Output Validation: From Schema Enforcement to Semantic Contracts

PSF-2 is the domain that separates systems that occasionally fail from systems that fail safely. Every model output is a hypothesis — PSF-2 is the test suite that rejects the ones that would break downstream systems, harm users, or expose your organisation to liability.

Why Output Validation Fails in Practice

Most teams add output validation after an incident. The model returns a hallucinated API call, a malformed JSON structure, or a response that passes to a downstream system and causes a cascade failure. The fix is always "we should have validated that." PSF-2 says: validate first, ship second.

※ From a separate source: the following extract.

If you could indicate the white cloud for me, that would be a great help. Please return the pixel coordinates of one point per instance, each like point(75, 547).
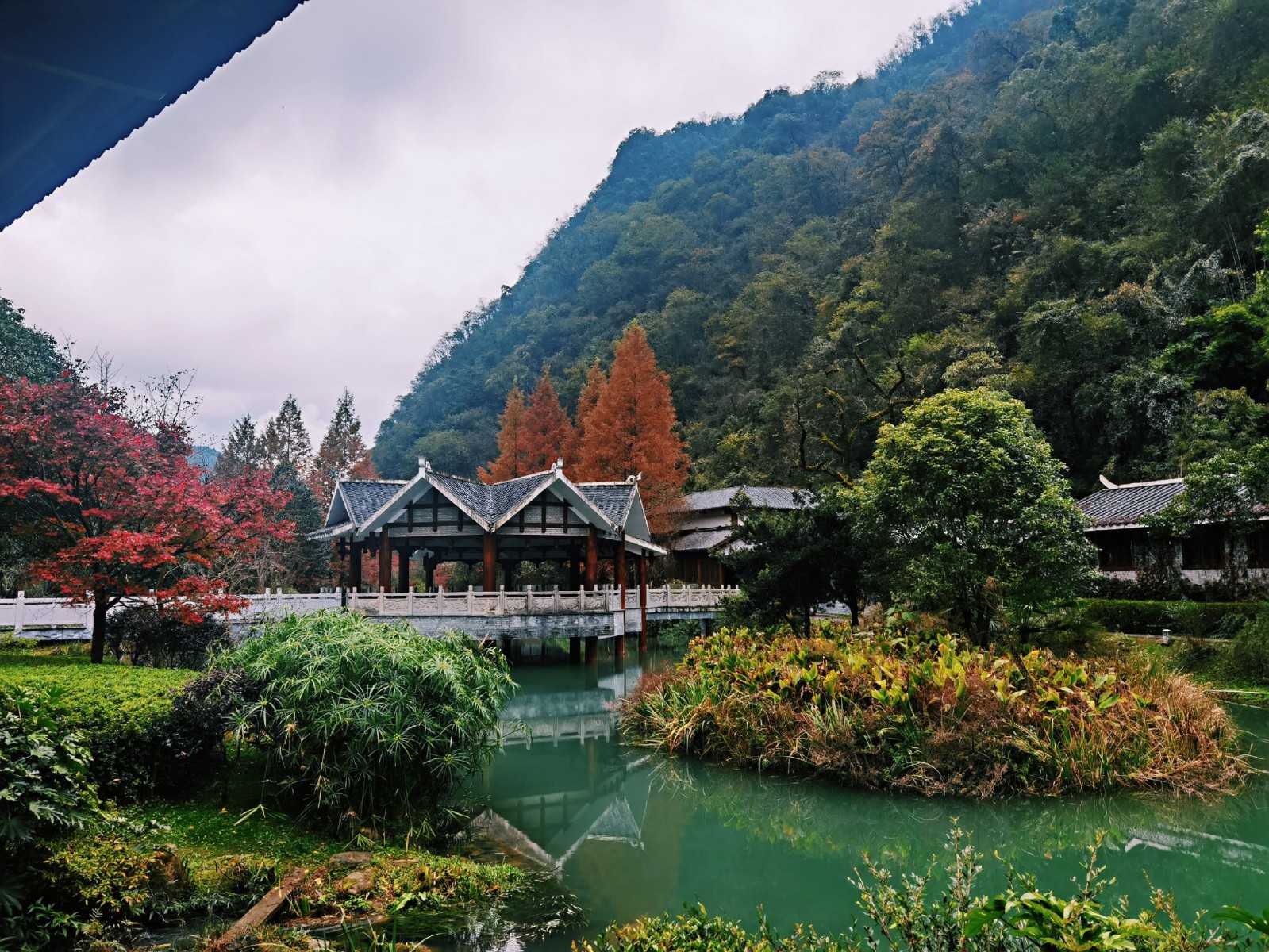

The three failure modes we see most often:

Schema drift: The model was prompted with a JSON schema. It returns something close but not quite right — an extra field, a wrong type, a null where a string was expected. The consuming code crashes or silently uses wrong data.
Semantic drift: The output is schema-valid but semantically wrong. A sentiment classifier returns "positive" for a complaint. A summariser returns a summary of the wrong document. Schema validation wouldn't catch this.
Confidence blindness: The model is uncertain but returns an answer anyway. Without a confidence mechanism, you have no way to route uncertain outputs to human review.

The Output Contract

An output contract is a machine-verifiable specification of what a valid model output looks like. It has three layers:

L1 — Structural

Is the output the right format? Valid JSON/YAML/Markdown? Does it match the declared schema?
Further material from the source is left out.